I need fear to motivate me.
Is that true?
How do I react when I believe the thought ‘I need fear to motivate me’?
I torture myself with an imagined future involving the consequences of doing or not doing whatever it is I’m trying to motivate myself to do or avoid. For example, I think of myself as enormously fat, ugly and ill, both now and in the future. I torture myself with images of not being good at my chosen profession, and failing my subjects at uni, in order to try and force myself to study. Of course I rebel against this. I eat a whole lot of junk food, or I don’t study for a few days, and then I feel very guilty, and angry with myself, and afraid. I believe I am not good enough, lazy, and unacceptable. I hold on to a lot of fearful thoughts because I’m afraid that, without them, I won’t get the life I want. And, in the meantime, I never get the life I want because I’m always afraid and never happy.
Who am I without the thought ‘I need fear to motivate me’?

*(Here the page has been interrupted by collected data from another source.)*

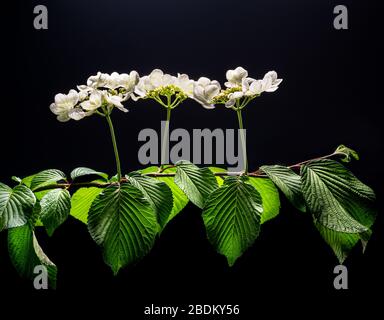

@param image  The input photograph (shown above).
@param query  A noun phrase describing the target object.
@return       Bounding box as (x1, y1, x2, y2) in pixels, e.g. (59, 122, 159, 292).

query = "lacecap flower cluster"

(50, 67, 282, 122)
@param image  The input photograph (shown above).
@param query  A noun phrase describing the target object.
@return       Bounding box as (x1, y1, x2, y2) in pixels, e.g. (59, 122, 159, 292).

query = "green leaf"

(247, 178, 280, 224)
(336, 145, 359, 162)
(209, 167, 227, 187)
(21, 174, 37, 188)
(175, 160, 218, 209)
(261, 165, 306, 212)
(314, 220, 370, 264)
(12, 176, 22, 183)
(126, 172, 173, 229)
(70, 167, 108, 181)
(202, 176, 263, 266)
(70, 187, 103, 224)
(0, 183, 36, 231)
(88, 184, 159, 274)
(141, 167, 189, 225)
(30, 169, 66, 191)
(8, 224, 57, 289)
(40, 189, 71, 236)
(301, 159, 376, 233)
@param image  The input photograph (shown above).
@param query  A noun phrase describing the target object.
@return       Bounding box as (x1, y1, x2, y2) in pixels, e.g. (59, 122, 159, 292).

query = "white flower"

(80, 90, 102, 111)
(133, 69, 171, 99)
(84, 71, 139, 99)
(225, 66, 248, 88)
(224, 70, 283, 108)
(103, 92, 128, 112)
(242, 71, 282, 96)
(225, 91, 245, 108)
(261, 71, 282, 92)
(193, 77, 221, 109)
(174, 73, 194, 97)
(50, 89, 86, 122)
(241, 77, 263, 96)
(133, 69, 194, 101)
(104, 71, 139, 91)
(87, 72, 110, 88)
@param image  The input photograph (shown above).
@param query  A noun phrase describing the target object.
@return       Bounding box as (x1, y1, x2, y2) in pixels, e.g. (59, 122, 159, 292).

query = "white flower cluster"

(50, 67, 282, 121)
(50, 71, 139, 122)
(223, 67, 282, 108)
(133, 69, 194, 100)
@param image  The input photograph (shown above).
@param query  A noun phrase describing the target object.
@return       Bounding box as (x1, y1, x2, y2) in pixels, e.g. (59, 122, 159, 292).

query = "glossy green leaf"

(261, 165, 306, 212)
(70, 187, 103, 224)
(247, 177, 280, 223)
(70, 167, 108, 181)
(0, 183, 36, 231)
(202, 176, 263, 266)
(8, 224, 57, 289)
(175, 160, 218, 209)
(127, 172, 173, 229)
(40, 189, 71, 236)
(314, 220, 370, 263)
(209, 167, 227, 187)
(21, 174, 36, 188)
(30, 169, 66, 191)
(335, 145, 359, 162)
(88, 184, 159, 274)
(301, 159, 376, 233)
(141, 166, 189, 225)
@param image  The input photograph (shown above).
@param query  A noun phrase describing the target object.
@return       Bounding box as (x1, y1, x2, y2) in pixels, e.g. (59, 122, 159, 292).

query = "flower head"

(50, 71, 139, 121)
(85, 71, 139, 93)
(133, 69, 194, 108)
(213, 67, 283, 109)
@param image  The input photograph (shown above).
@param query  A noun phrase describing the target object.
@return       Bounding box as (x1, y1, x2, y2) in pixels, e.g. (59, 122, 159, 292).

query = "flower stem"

(160, 106, 172, 169)
(236, 108, 248, 174)
(105, 112, 122, 181)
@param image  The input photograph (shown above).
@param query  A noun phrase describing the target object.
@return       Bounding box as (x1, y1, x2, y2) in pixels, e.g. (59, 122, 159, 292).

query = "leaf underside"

(8, 224, 57, 289)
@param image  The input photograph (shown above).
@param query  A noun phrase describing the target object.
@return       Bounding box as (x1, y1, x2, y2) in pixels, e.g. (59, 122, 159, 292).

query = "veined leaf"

(314, 220, 370, 264)
(141, 167, 189, 225)
(202, 176, 263, 266)
(335, 145, 359, 162)
(247, 177, 280, 224)
(175, 160, 218, 209)
(40, 189, 71, 236)
(30, 169, 66, 191)
(301, 159, 376, 233)
(88, 184, 159, 274)
(70, 167, 108, 181)
(0, 183, 36, 231)
(8, 224, 57, 289)
(261, 165, 306, 212)
(70, 187, 103, 224)
(21, 174, 36, 188)
(209, 167, 227, 187)
(126, 172, 173, 229)
(12, 176, 22, 183)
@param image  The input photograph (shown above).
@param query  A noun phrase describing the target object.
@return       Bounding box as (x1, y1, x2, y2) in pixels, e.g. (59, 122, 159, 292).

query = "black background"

(1, 0, 382, 317)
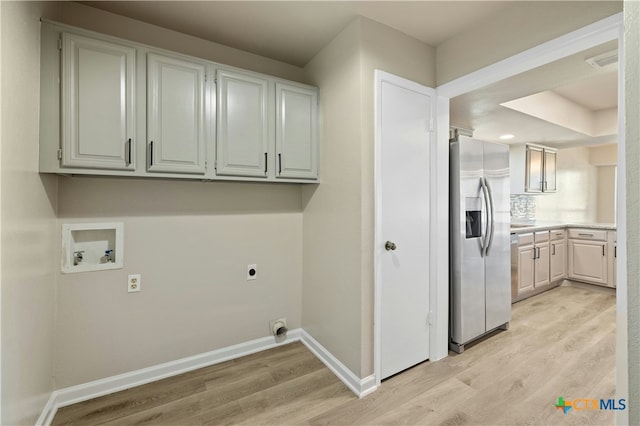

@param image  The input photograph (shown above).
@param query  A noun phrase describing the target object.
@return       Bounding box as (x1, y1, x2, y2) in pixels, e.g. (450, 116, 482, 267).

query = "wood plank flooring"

(53, 285, 616, 425)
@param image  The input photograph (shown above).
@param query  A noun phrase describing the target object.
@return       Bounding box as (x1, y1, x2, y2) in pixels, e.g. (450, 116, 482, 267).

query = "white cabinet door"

(275, 82, 318, 180)
(534, 242, 550, 288)
(550, 240, 566, 282)
(525, 145, 544, 192)
(147, 53, 206, 174)
(568, 240, 608, 285)
(543, 150, 557, 192)
(61, 33, 135, 170)
(216, 70, 268, 177)
(518, 244, 535, 294)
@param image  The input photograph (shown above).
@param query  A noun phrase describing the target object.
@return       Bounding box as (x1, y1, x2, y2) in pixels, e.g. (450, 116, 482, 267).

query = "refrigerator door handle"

(480, 177, 490, 257)
(484, 177, 495, 256)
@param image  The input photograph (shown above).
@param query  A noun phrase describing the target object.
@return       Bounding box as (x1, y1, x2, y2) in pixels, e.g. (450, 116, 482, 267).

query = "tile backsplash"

(510, 195, 536, 221)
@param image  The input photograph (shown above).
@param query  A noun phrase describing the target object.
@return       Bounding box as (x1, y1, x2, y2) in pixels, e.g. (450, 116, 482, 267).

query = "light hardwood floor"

(53, 285, 616, 425)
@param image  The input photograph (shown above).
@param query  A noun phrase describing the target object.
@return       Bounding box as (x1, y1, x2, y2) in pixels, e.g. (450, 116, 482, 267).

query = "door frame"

(436, 12, 626, 424)
(374, 70, 449, 387)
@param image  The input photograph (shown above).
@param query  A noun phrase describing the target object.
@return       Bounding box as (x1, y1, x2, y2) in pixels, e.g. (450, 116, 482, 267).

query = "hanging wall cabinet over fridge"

(39, 21, 320, 184)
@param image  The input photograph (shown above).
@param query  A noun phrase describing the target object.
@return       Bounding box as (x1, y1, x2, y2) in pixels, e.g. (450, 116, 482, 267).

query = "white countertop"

(510, 221, 616, 234)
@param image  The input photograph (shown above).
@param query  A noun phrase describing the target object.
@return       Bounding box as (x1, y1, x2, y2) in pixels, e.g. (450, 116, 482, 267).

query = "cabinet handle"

(537, 247, 541, 259)
(578, 233, 594, 237)
(615, 246, 617, 258)
(552, 243, 556, 256)
(602, 245, 606, 256)
(532, 248, 537, 260)
(264, 153, 267, 173)
(278, 153, 282, 174)
(125, 138, 132, 166)
(149, 141, 154, 166)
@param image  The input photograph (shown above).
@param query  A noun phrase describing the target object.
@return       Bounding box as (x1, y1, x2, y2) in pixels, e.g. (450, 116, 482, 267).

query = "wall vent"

(585, 49, 618, 70)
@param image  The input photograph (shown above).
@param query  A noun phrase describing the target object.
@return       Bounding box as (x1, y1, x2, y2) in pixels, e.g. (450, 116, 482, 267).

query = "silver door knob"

(385, 241, 397, 251)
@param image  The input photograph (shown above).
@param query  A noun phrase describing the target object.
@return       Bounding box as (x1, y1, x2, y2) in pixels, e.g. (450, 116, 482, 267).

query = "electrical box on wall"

(62, 222, 124, 273)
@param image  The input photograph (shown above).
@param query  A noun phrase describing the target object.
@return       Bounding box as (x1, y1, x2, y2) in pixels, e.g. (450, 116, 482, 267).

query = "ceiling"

(450, 41, 619, 148)
(80, 1, 513, 66)
(80, 1, 619, 149)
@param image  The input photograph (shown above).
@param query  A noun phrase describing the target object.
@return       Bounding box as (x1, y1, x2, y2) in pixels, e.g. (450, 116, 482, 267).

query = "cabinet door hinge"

(57, 148, 63, 160)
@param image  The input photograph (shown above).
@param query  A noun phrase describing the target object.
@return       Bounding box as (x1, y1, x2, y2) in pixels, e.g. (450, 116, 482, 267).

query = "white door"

(216, 70, 269, 177)
(61, 33, 136, 170)
(147, 53, 206, 174)
(275, 82, 318, 180)
(377, 72, 433, 380)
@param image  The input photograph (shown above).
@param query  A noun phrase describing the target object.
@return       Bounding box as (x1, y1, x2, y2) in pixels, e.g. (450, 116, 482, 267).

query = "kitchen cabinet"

(549, 229, 567, 282)
(60, 32, 136, 170)
(609, 231, 617, 287)
(517, 234, 535, 295)
(39, 22, 320, 184)
(514, 230, 558, 301)
(215, 69, 269, 178)
(533, 231, 550, 288)
(147, 53, 207, 174)
(568, 229, 608, 286)
(510, 144, 557, 193)
(275, 82, 319, 180)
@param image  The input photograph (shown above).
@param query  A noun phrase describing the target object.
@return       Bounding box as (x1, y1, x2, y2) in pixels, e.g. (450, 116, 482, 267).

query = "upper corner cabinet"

(147, 53, 207, 174)
(510, 144, 557, 194)
(215, 70, 269, 178)
(61, 33, 136, 170)
(275, 82, 319, 180)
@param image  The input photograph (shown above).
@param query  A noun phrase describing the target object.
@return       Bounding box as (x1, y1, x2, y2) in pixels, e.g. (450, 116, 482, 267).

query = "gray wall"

(302, 16, 436, 379)
(1, 2, 58, 424)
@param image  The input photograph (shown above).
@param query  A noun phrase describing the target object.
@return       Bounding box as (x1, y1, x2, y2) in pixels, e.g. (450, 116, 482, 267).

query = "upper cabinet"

(39, 22, 320, 184)
(60, 33, 136, 170)
(216, 70, 269, 178)
(510, 144, 557, 194)
(147, 53, 207, 175)
(275, 82, 319, 180)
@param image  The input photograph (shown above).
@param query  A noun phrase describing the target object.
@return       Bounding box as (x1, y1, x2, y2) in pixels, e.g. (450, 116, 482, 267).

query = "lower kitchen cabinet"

(517, 234, 535, 294)
(549, 229, 567, 282)
(610, 232, 617, 287)
(533, 231, 550, 288)
(516, 232, 551, 297)
(568, 229, 608, 286)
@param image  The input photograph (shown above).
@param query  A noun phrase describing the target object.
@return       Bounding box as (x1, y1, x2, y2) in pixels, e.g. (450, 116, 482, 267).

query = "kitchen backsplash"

(510, 195, 536, 220)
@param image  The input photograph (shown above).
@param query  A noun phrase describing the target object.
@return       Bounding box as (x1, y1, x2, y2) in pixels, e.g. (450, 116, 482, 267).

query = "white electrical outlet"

(247, 264, 257, 281)
(128, 274, 141, 292)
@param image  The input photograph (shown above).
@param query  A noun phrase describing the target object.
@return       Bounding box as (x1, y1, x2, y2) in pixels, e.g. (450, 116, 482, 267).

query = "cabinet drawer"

(534, 231, 549, 243)
(518, 233, 534, 246)
(568, 229, 607, 241)
(550, 229, 566, 241)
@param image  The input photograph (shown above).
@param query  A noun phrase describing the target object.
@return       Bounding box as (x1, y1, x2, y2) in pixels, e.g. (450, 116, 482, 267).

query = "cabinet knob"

(385, 241, 397, 251)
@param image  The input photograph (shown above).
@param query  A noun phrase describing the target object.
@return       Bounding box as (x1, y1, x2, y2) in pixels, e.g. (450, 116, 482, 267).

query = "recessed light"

(499, 134, 515, 140)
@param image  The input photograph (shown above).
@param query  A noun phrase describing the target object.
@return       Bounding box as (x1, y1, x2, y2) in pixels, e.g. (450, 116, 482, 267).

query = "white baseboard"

(36, 329, 302, 426)
(299, 330, 377, 398)
(37, 328, 377, 425)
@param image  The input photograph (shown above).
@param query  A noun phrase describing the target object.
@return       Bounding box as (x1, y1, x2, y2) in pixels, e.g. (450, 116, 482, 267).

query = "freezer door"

(484, 141, 512, 330)
(450, 138, 486, 344)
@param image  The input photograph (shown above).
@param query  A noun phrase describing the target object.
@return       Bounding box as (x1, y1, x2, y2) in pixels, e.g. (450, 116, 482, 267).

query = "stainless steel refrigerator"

(450, 135, 511, 353)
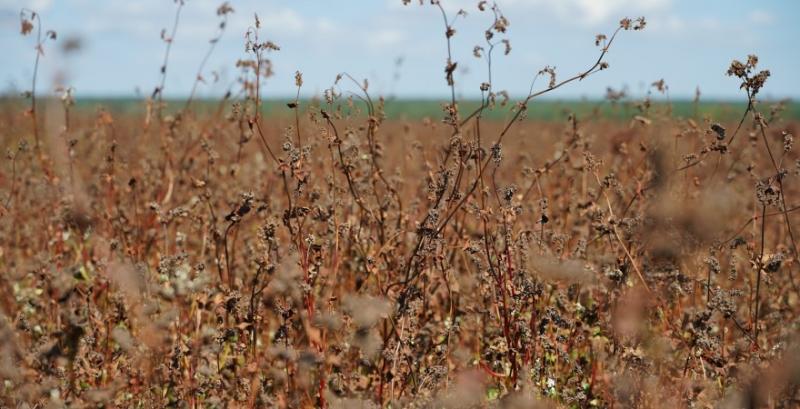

I am at peace. Nothing matters. I do things because I want to, and I don’t do them when I don’t want to. Life is exactly as I want it to be, and I haven’t even achieved the things I think I want to achieve. I’m so relaxed and happy. It doesn’t even matter if I achieve whatever it is, or not.
Is there a peaceful reason to believe the thought ‘I need fear to motivate me’?
Turn it around.
– I need love to motivate me.
I will have more lasting success and a steady stream of happiness if what I do I do out of love. For example, if I don’t eat junk food because I feel heavy and horrid afterwards, and I love myself enough to spare myself that pain. Or, I study progressively throughout semester because I love myself too much to want to stress myself out by making myself do entire assignments in a day. Or I do The Work because I love myself and the people around me enough to help myself reach peace.